The rotation group in plate tectonics and the representation of uncertainties of plate reconstructions
Author(s) -
Stock J.,
Molnar P.,
Chang T.
Publication year - 1990
Publication title -
geophysical journal international
Language(s) - English
Resource type - Journals
SCImago Journal Rank - 1.302
H-Index - 168
eISSN - 1365-246X
pISSN - 0956-540X
DOI - 10.1111/j.1365-246x.1990.tb05576.x
Subject(s) - euler's rotation theorem , rotation (mathematics) , rotation group so , euler angles , cartesian coordinate system , parametrization (atmospheric modeling) , mathematics , rotation matrix , geometry , mathematical analysis , physics , optics , radiative transfer
SUMMARY The calculation of the uncertainty in an estimated rotation requires a parametrization of the rotation group; that is, a unique mapping of the rotation group to a point in 3‐D Euclidean space, R3. Numerous parametrizations of a rotation exist, including: (1) the latitude and longitude of the axis of rotation and the angle of rotation; (2) a representation as a Cartesian vector with length equal to the rotation angle and direction parallel to the rotation axis; (3) Euler angles; or (4) unit length quaternions (or, equivalently, Cayley‐Klein parameters). The uncertainty in a rotation is determined by the effect of nearby rotations on the rotated data. The uncertainty in a rotation is small, if rotations close to the best fitting rotation degrade the fit of the data by a large amount, and it is large, if only rotations differing by a large amount cause such a degradation. Ideally, we would like to parametrize the rotations in such a way so that their representation as points in R 3 would have the property that the distance between two points in R 3 reflects the effects of the corresponding rotations on the fit of the data.
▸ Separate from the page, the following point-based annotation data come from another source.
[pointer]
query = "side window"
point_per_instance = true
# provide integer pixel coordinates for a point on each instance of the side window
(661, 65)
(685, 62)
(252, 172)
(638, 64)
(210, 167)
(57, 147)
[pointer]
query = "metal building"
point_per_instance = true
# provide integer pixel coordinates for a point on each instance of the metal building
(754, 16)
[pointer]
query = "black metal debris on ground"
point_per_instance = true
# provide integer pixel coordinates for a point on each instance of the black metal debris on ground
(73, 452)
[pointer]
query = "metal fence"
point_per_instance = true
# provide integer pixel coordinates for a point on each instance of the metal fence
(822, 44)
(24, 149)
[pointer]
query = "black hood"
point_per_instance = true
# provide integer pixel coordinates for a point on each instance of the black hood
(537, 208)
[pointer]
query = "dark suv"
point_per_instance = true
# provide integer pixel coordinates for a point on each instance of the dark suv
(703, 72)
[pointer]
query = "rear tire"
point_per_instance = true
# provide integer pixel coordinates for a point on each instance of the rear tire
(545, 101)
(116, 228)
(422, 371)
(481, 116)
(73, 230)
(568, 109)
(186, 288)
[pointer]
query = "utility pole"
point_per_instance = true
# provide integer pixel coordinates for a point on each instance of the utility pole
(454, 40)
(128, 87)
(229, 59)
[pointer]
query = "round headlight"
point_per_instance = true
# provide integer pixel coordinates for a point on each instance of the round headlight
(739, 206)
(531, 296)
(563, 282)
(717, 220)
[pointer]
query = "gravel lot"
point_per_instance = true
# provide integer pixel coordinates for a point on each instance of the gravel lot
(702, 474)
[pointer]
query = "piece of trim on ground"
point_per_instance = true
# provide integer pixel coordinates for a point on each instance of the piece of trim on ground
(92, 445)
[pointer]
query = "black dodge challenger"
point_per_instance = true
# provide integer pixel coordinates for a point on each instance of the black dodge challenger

It can be shown mathematically that this is impossible, but for rotations of small angle, it can be done to close approximation by using vectors in Cartesian coordinates. Thus, we are led to parametrizing the uncertainty separately from the parametrization of the best fitting rotation. This approach results in simpler, more efficient calculations than if uncertainties are described in terms of rotation parameters (i.e., latitude, longitude, and the angle). We illustrate this with the example of equations for determining the uncertainty in a composite rotation from the uncertainties of its constituents.